Brideshead Revisited(111)



‘It is. I was wondering when I should meet someone I know.’

‘Mrs Hawkins is up in her old room. I was just taking her some tea.’

‘I’ll take it for you, I said, and passed through the baize doors, up the uncarpeted stairs, to the nursery.

Nanny Hawkins did not recognize me until I spoke, and my arrival threw her into some confusion; it was not until I had been sitting some time by her fireside that she recovered her old calm. She, who had changed so little in all the years I knew her, had lately become greatly aged. The changes of the last years had come too late in her life to be accepted and understood; her sight was failing, she told me, and she could see only the coarsest needlework. Her speech, sharpened by years of gentle conversation, had reverted now to the soft, peasant tones of its origin.
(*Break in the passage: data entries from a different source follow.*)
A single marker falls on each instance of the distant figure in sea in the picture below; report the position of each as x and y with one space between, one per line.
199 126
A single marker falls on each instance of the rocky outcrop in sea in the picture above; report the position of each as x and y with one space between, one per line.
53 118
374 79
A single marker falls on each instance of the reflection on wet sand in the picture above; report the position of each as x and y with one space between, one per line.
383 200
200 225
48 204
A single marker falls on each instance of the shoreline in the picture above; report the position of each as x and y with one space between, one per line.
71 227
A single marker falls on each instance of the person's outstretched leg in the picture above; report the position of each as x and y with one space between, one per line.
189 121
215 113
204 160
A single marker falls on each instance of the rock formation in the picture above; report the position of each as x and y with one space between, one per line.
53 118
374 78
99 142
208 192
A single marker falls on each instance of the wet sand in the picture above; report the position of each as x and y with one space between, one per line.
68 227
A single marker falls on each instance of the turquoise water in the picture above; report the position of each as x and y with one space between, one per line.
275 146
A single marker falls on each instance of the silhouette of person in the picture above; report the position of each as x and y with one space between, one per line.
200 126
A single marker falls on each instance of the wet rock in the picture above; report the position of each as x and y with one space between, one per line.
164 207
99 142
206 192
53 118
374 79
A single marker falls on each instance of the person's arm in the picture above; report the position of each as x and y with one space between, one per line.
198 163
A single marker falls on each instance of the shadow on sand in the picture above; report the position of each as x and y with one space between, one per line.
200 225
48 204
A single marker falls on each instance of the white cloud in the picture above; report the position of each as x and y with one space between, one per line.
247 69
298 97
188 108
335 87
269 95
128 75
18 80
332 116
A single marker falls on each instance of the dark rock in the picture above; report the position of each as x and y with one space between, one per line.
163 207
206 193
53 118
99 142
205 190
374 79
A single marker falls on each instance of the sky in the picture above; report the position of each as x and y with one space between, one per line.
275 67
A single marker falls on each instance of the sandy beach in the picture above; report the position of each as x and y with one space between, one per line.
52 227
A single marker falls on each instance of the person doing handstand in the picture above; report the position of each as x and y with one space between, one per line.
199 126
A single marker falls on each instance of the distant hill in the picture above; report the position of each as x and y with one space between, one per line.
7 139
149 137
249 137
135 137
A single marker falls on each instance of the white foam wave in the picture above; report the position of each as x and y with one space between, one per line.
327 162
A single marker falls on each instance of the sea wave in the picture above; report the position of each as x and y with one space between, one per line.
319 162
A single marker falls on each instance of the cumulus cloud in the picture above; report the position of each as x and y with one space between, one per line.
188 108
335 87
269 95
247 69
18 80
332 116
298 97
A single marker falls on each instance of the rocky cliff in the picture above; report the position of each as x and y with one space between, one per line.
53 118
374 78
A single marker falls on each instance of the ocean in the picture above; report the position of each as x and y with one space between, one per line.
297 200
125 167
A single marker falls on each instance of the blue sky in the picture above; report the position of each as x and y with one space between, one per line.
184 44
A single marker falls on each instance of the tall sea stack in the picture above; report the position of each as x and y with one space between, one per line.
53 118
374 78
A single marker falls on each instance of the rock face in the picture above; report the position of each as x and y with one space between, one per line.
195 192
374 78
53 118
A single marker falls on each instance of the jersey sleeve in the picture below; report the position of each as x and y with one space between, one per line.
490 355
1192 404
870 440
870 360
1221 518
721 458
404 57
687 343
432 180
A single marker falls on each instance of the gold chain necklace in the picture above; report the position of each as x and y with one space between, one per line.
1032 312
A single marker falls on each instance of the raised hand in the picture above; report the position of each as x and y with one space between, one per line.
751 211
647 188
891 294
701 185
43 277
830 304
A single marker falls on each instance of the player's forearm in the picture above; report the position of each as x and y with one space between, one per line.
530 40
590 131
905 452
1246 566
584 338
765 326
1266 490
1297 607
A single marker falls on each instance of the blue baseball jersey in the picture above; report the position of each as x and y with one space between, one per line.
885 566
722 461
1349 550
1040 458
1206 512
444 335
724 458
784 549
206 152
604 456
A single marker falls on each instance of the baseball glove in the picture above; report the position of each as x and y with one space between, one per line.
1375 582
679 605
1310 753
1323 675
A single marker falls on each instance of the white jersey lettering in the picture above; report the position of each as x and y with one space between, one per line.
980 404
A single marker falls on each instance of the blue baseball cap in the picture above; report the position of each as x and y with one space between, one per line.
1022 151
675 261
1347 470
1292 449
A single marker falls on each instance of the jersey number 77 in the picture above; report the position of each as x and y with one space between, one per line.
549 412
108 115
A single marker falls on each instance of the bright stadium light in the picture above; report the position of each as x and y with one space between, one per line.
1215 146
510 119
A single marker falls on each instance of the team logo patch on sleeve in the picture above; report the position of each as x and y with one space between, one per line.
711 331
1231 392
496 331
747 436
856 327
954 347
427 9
‘…only myself here and the two girls and poor Father Membling who was blown up, not a roof to his head nor a stick of furniture till Julia took him in with the kind heart she’s got, and his nerves something shocking…Lady Brideshead, too, Marchmain it is now, who I ought by rights to call her Ladyship now, but it doesn’t come natural, it was the same with her. First, when Julia and Cordelia left to the war, she came here with the two boys and then the military turned them out, so they went to London, nor they hadn’t been in their house not a month, and Bridey away with the yeomanry the same as his poor Lordship, when they were blown up too, everything gone, all the furniture she brought here and kept in the coach-house. Then she had another house outside London, and the military took that, too, and there she is now, when I last heard, in a hotel at the seaside, which isn’t the same as your own home, is it? It doesn’t seem right.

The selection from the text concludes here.